Picking myself back up after those failures gets easier every time. And even though it didn't end in a role, I still loved doing it. The opportunity to use words and my body to portray someone else for a while and make people laugh left me excited and grinning, instead of anxious and worried, which sometimes seems like my natural state. Discovering the things that bring me true joy, that don’t depend on the success of the outcome, is how I measure where I belong and what I need to do with my life.
It’s kind of like a break up. Breakups are so difficult because you had something magical and then it disappears and you never get it back. However, knowing you had that magic once, spurs you to keep looking for that joy again, even at the risk of another heartbreak. Performing is the same thing to me. If I had never done it, if I had never had those little moments both good and challenging that brought me to where I am, I would never have known how fulfilled I could feel doing what I love. I would never know that that was the thing I loved. And if you never experience love, how do you know when you have something great?

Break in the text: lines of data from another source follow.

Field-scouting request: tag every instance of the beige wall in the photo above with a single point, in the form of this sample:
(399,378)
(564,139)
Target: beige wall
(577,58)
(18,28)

“I became withdrawn, the only thing I knew how to do was to keep on keeping on like a bird that flew, tangled up in blue.”
Bob Dylan
At the end of 2023, I got dumped after five years, and a few days later I had to euthanize my cat of 14 years. I lost my two closest friends in a flash. It was also just a couple of weeks ahead of flying across the world to spend four months working on my theatre degree in London at the British American Drama Academy. A world that was filled with vibrant color suddenly seemed dull and gray. My desire to travel and follow my dreams was suddenly countered with a wave of despair for what I had to unexpectedly sacrifice to take advantage of this amazing opportunity. My future suddenly looked completely different than what I had imagined. When my grieving lessened enough to get through the day and I landed in London, color started gradually seeping back in. Not all at once, but with slow, beautiful, and heartbreaking moments. The joy mingled with the loss and everything that existed around me stopped feeling like only subtraction.
Art literally saved my life. Being steeped in acting eight hours a day, five days a week in a foreign setting brought me back to life. Suddenly, my energy poured out of me and into what I was doing; and I felt fulfilled in a way I had never experienced. I spent so much emotional energy on my ex-boyfriend, and then on my sweet cat, and then on my survival, that I forgot about what really drove me forward. It wasn’t just about the love of acting, it was about what I needed to survive. If I have me, that is enough to create and I know my creations are the reason I was put on this planet.
All of these moments and experiences have led me to standing where I am today, confident in my failures and honest in my achievements. No matter what life throws at me, I have what I need to create inside of me and no one can take that away from me.
As my namesake once cried, “Trust yourself to know the way that will prove true in the end.”